Per fortuna questi film da me visti, i primi due in particolare, sono “leggibili” e le discipline sociologiche sono interessate solo alle manifestazioni artistiche che contengono un messaggio “leggibile” in negativo o positivo per la gente. In questo senso si può dire, tranquillamente, che i film italiani sono degli ottimi film, la cui produzione, direzione, interpretazione, e quanto altro, risultano di ottima qualità ed anche il marketing è di alto livello. Non dimentichiamo, come ha affermato Sorrentino, che la ragione principale per cui si viene al Festival è il mercato e questo non solo per alleviare le bruciature della sconfitta.
Ha vinto il 38enne debuttante ungherese Làszio Nemes, come saprete, con “Il figlio di Saul”. Detto che i 3 film italiani sono belli, posso dire la mia? Lo spero, e lo faccio da sociologo. I 3 film italiani esprimono sicuramente qualità in tutto, specie Youth, ma sono film tristi e perfino diseducativi.
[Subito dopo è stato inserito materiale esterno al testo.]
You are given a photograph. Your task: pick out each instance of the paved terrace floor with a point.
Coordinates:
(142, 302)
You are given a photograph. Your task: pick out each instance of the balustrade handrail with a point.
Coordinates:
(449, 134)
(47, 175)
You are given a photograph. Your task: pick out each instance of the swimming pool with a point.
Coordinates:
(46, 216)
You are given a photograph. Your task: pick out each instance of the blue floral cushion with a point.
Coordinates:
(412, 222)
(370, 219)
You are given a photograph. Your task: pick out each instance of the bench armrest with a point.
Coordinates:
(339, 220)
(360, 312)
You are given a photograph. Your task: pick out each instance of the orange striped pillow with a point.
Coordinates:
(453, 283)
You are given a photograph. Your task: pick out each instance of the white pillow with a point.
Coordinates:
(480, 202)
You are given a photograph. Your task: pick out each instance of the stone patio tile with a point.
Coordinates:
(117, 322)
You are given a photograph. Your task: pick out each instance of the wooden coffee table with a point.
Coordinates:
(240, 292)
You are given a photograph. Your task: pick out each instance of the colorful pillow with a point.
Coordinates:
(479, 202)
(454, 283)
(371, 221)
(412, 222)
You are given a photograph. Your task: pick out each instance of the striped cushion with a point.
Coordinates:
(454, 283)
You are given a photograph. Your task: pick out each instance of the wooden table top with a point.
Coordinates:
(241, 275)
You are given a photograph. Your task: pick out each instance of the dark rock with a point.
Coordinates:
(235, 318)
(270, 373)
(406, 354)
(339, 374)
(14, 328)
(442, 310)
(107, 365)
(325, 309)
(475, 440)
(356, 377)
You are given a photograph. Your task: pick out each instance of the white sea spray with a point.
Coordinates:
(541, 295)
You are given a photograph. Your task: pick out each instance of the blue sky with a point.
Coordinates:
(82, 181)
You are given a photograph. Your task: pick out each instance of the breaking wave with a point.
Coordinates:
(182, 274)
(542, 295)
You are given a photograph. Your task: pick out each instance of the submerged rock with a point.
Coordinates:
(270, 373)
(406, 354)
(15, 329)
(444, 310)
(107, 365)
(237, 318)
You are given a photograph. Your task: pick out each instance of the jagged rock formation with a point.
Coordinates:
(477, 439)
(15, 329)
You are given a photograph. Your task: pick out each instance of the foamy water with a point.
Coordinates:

Cerco di spiegarmi e di non allarmare il lettore. Sono storie nel cui epilogo sono contenuti suicidi e morte, la cui tristezza è strettamente legata al nostro modello di vita occidentale, in cui l’esaltazione per il proprio narcisismo, del proprio edonismo, del proprio utilitarismo, vanno, inevitabilmente, a sfociare in vite vuote, esistenze tristi e povere di contenuti, in cui il suicidio, sia fisico che mentale diventa prevalente e quasi inevitabile.
Il pensiero occidentale, speriamo decada presto, è totalmente pregno dell’attenzione per l’avere per poi scoprire che in fondo si diventa sempre più poveri. Le storie più belle ed il pensiero orientale è ricco di questo, hanno attenzioni verso il dare, verso la donazione di sé (amore), verso una utilità della propria opera per gli altri. Il Cinema che non riesce a fare questa attenzione diventa, nella sostanza, diseducativo e resta schiavo della cultura del mercato, del vendere, di una mercificazione, ed è per questo che l’industria cinematografica va a Cannes, come ad altri Festival, per allargare la vendita dei films all’estero. Al Festival, come in ogni Festival, c’è lotta di mercato e sottotraccia c’è sempre del marcio, è bene dirlo. Se a questo si aggiunge una grossa ingenuità commessa a Cannes dalla produzione dei tre film italiani in concorso il quadro è completo, con relativa frittata inclusa. Cosa è successo? Presto detto. La nostra squadra italiana, più passavano i giorni e più sembrava destinata a grandi risultati. La sicumera è stata troppa: il giovedì i cast dei 3 film si sono fatti fotografare tutti e tre insieme: una specie di festeggiamento anticipato. Ora a cominciare da Sorrentino (“non voleva essere un gesto trionfalistico, solo un modo di farci gli auguri”) cercano di giustificarsi ma la frittata era stata già fatta, ed ha finito per pesare anche l’assenza in giuria di componenti italiani. Chi aveva interesse ad equivocare ha trovato dell’ottimo pane. L’Italia ora impari dalla Francia e se possibile porti film meno tristi e più educativi.